その5 茶の湯の裾野を広げるには

 先日、学生の頃の友人(男)を茶の稽古に誘った。実を言えば、茶会の席(その4参照)に誘ったのが都合が付かず、しかしお茶には興味があるという事で連れて行ったのだった。

 カルチャーセンターのどちらかというとお気軽な感じの稽古だが、男性と女性の比率がほぼ同等という理想的な構成である。約2時間の間に友人は2回ほど客をし、その内の1回は私が特別に稽古を受け(本来の自分の稽古の場ではなかった)茶を点てた。

 稽古の終わりに、先生から感想を聞かれ友人が答えたのは、”とにかく足がつらい。”それに応じて先生は、”足がしびれるとかどうとかいう事は茶を学ぶ本質的な部分からは離れたことで気にすることはない。その内慣れる事だし、まずはお茶(の世界)が好きかどうかという事の方が大切である。”さらに、日本文化の中で、茶の湯が果たしてきた役割等を解説して頂いた。

 その後、自宅でビールを飲りつつ、BS放映の北野武の茶事の模様などを見つつ、色々と茶の湯について話した。だいぶ関心はあるようだが、やはり稽古となるといまいち乗り気ではない様子。

 数日し、友人から連絡があった。”やはり、正座の苦痛には耐えかね稽古は断念する。”

 

 自分にとってお茶の面白さはお点前や作法などではない。まして、正座が好きなんてことはない。(ただ、着物を着こなしきちんと正座した姿は美しいと思う。)許状なんかには今の所興味がなく、むしろ家元制度や権威主義、金権主義的な部分に疑問を感じさせする。一生、平茶人で結構だ。(もちろんそのような形で精進されている方々を否定する訳ではない。)茶の湯の本質は、お茶を如何に美味しく飲むか(飲ませるか)という所にあると思う。

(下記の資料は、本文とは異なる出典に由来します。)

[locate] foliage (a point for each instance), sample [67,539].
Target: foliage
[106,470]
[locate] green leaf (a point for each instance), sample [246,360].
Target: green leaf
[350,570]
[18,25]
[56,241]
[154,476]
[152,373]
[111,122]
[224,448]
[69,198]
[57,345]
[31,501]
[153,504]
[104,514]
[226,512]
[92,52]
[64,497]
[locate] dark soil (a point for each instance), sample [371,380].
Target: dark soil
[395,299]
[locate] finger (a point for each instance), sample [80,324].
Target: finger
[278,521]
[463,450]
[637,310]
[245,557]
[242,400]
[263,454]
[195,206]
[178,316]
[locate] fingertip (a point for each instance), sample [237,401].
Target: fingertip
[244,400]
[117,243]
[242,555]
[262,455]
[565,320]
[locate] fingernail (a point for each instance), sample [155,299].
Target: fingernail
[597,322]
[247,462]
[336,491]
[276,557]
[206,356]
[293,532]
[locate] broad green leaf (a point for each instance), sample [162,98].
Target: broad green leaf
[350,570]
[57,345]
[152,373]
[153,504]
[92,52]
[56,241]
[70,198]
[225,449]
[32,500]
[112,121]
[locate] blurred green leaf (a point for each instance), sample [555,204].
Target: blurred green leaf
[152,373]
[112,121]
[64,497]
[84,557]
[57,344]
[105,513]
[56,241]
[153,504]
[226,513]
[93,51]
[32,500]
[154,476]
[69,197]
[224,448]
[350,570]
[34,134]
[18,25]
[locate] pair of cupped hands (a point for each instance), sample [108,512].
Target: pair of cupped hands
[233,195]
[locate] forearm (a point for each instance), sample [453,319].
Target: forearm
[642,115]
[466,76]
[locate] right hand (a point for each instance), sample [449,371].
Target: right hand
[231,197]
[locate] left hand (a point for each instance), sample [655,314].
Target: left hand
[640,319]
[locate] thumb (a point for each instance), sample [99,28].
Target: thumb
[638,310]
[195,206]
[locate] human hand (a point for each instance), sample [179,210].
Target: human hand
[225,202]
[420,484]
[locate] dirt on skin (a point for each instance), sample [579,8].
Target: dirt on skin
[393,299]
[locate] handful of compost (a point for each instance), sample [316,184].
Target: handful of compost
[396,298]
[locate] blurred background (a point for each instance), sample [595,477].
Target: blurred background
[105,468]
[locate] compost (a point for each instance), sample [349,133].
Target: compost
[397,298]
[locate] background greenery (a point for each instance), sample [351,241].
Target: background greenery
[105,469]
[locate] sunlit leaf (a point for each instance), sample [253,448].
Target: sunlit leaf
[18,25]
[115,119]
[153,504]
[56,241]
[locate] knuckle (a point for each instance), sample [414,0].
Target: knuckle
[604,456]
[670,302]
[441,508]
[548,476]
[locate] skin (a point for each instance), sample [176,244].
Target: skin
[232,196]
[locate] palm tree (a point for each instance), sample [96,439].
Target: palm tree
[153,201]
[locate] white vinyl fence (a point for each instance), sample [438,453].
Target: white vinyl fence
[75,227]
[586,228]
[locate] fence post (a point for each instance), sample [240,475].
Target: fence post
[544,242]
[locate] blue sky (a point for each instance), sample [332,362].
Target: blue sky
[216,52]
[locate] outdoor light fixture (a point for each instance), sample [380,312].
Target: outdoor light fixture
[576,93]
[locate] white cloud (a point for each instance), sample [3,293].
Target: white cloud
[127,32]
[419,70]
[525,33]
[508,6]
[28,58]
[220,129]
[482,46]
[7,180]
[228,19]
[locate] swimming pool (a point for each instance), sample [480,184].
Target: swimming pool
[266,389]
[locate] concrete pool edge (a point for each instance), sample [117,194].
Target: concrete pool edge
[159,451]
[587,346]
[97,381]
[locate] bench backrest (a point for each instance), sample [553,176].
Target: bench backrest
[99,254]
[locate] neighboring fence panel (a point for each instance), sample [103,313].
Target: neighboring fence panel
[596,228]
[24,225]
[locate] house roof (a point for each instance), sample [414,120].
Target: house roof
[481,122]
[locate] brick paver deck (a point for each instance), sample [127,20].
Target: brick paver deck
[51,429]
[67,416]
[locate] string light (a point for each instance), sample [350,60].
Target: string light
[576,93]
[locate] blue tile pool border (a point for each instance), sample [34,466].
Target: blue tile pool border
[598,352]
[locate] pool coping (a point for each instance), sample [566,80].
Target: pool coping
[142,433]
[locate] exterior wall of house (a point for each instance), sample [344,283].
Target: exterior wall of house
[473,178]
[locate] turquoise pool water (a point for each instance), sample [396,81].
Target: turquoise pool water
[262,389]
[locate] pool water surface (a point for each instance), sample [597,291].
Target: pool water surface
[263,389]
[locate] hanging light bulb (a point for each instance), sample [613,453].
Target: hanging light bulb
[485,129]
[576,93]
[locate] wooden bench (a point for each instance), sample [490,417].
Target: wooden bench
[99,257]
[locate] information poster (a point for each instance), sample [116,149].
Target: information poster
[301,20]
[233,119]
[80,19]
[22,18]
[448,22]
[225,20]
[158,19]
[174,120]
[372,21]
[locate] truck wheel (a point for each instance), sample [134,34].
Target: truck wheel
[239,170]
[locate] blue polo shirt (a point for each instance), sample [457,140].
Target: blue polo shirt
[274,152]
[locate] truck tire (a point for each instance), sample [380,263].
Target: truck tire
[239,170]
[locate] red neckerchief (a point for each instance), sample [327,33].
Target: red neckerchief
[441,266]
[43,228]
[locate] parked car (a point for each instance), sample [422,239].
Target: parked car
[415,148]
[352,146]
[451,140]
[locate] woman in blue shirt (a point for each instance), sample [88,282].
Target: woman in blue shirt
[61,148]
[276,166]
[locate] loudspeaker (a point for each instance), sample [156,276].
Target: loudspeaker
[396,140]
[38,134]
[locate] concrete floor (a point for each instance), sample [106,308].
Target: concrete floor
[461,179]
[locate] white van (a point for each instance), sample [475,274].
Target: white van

 お茶を美味しく飲む(飲ませる)為の仕立てが、茶室や道具、懐石、そしてお点前なのだ。それらは必要条件ではあるが、十分条件ではない。その辺が本末転倒し、まずお点前ありき、なのが現在の多くの茶道であり茶人なのではないだろうか。それでは、お茶は堅苦しく窮屈なものという印象を拭い去ることは出来ない。

 茶の稽古は割稽古として、点前の部分を切り取って行うのはやむを得ないとしても、あくまで茶事の一部にすぎないという事を常に意識したい。茶事こそが本来のお茶の楽しさであるとアピールすることが、茶の湯の裾野を広げる事(特に男性に対しては)になると考える。

 一般には、今の日本料理の原点が茶懐石にあることを知らない者も多いし、茶会にお酒が出ることに驚く者もいる。うまい料理に舌鼓を打ち、程々のお酒をたしなんだ後の一服のお茶の美味しさを味わう、そういう楽しさから茶の湯愛好者を広げていきたいと思う。そういうことが可能な、茶味あふれる料理屋を自分の手で実現することが、目下の野望である。